IN THE COURT OF APPEALS OF IOWA
No. 15-1511
Filed September 14, 2016
DARLENE JANSSEN,
Plaintiff-Appellant,
vs.
MERRY LANES, INC. and
FIRSTCOMP INSURANCE,
Defendants-Appellees.
________________________________________________________________
Appeal from the Iowa District Court for Osceola County, Nancy L.
Whittenburg, Judge.
An employee appeals the district court’s ruling on judicial review upholding
the workers’ compensation commissioner’s determination that she was entitled
benefits for a “scheduled” injury rather than industrial disability benefits.
AFFIRMED.
Willis J. Hamilton of Hamilton Law Firm, P.C., Storm Lake, for appellant.
Sasha L. Monthei and Kent Smith of Scheldrup Blades, Cedar Rapids, for
appellees.
Considered by Danilson, C.J., and Vaitheswaran and Tabor, JJ.
2
DANILSON, Chief Judge.
An employee appeals the district court’s ruling on judicial review upholding
the workers’ compensation commissioner’s determination that she was entitled
benefits for a “scheduled” injury under Iowa Code section 85.34(2)(o) rather than
industrial disability benefits under section 85.34(2)(u) (2009). Because
substantial evidence supports the commissioner’s findings and its application of
law to the facts is not wholly unjustifiable, we affirm.
I. Background Facts and Proceedings.
Darlene Janssen sustained an injury to her hamstring when she slipped
and did the splits on October 30, 2010, while working as a bartender for the
employer, Merry Lanes, Inc. Janssen filed a petition for workers’ compensation
benefits with the Iowa Workers’ Compensation Commissioner. The employer
and its insurer denied Janssen sustained an injury to her body as a whole, and
instead maintained her injury was limited to her leg, a scheduled injury.

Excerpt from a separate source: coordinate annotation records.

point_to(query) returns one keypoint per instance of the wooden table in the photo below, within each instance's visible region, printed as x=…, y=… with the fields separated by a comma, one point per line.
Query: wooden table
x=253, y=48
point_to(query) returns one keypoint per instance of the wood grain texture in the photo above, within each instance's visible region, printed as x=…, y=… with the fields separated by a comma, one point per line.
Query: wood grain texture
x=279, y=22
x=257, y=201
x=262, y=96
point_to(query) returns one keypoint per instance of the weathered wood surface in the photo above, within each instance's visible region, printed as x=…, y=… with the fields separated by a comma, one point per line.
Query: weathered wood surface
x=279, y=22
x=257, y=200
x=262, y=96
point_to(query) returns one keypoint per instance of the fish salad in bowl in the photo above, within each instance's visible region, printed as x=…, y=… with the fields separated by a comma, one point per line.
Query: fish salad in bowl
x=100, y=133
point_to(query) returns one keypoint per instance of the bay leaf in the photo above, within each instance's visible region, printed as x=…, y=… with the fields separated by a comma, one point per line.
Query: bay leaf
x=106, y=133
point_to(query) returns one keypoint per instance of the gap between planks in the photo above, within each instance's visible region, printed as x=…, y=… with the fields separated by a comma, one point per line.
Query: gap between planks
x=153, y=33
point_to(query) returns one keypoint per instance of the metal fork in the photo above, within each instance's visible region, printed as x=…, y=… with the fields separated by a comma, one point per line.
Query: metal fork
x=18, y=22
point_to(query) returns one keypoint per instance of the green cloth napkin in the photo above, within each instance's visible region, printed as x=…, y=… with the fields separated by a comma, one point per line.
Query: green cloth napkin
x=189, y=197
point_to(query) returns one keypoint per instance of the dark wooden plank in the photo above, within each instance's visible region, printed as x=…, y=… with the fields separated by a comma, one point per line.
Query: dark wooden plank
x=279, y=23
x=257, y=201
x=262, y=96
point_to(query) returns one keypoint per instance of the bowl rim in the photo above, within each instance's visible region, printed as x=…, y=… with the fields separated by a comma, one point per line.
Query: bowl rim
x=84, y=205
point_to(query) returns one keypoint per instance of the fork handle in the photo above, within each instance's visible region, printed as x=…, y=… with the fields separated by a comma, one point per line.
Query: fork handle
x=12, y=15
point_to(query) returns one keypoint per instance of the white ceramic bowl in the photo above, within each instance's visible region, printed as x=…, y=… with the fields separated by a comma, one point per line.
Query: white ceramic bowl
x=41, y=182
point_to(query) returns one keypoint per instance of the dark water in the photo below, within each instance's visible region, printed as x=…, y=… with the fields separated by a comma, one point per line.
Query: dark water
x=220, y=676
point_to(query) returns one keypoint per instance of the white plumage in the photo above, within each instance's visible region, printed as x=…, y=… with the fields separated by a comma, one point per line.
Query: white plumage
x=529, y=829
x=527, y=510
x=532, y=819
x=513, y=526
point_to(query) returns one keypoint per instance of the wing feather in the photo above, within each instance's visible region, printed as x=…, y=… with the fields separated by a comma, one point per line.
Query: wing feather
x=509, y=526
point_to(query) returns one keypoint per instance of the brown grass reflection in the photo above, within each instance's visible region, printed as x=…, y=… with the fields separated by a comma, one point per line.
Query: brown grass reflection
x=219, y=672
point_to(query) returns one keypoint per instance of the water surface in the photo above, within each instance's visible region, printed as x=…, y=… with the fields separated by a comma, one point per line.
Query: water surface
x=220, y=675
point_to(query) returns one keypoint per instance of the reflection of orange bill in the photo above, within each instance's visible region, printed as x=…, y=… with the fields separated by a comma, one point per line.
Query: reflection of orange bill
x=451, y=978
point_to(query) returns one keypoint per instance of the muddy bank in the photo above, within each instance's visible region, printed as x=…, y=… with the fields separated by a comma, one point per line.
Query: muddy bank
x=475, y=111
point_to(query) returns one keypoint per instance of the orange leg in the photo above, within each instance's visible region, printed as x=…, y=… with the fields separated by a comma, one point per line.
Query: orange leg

An arbitration hearing was held before a deputy commissioner, who
issued a ruling on February 3, 2014, finding Janssen sustained an injury to her
body as a whole and was permanently and totally disabled. On interagency
appeal, the acting commissioner determined Janssen had failed to prove she
sustained a whole-body injury and that the evidence demonstrated Janssen’s
injury was limited to her left lower extremity. The commissioner ruled Janssen
was entitled to 72.6 weeks of permanent-partial-disability benefits and no penalty
benefits.
Janssen sought judicial review in the district court, which affirmed the
commissioner. Janssen now appeals.
3
II. Standard of Review.
The district court considering a petition for judicial review acts in an
appellate capacity and may reverse or modify an agency’s decision if the
agency’s decision is erroneous under a section of the Iowa Administrative
Procedure Act and a party’s substantial rights have been prejudiced. Iowa Code
§ 17A.19(10) (2013).
When dealing with the issue of whether substantial evidence
supports the agency’s findings, the district court and the appellate
court can only grant relief to a party from the agency’s decision if a
determination of fact by the agency “is not supported by substantial
evidence in the record before the court when that record is viewed
as a whole.”
Gits Mfg. Co. v. Frank, 855 N.W.2d 195, 197 (Iowa 2014) (quoting Iowa Code
§ 17A.19(10)(f)). “Substantial evidence supports an agency’s decision even if
the interpretation of the evidence may be open to a fair difference of opinion.” Id.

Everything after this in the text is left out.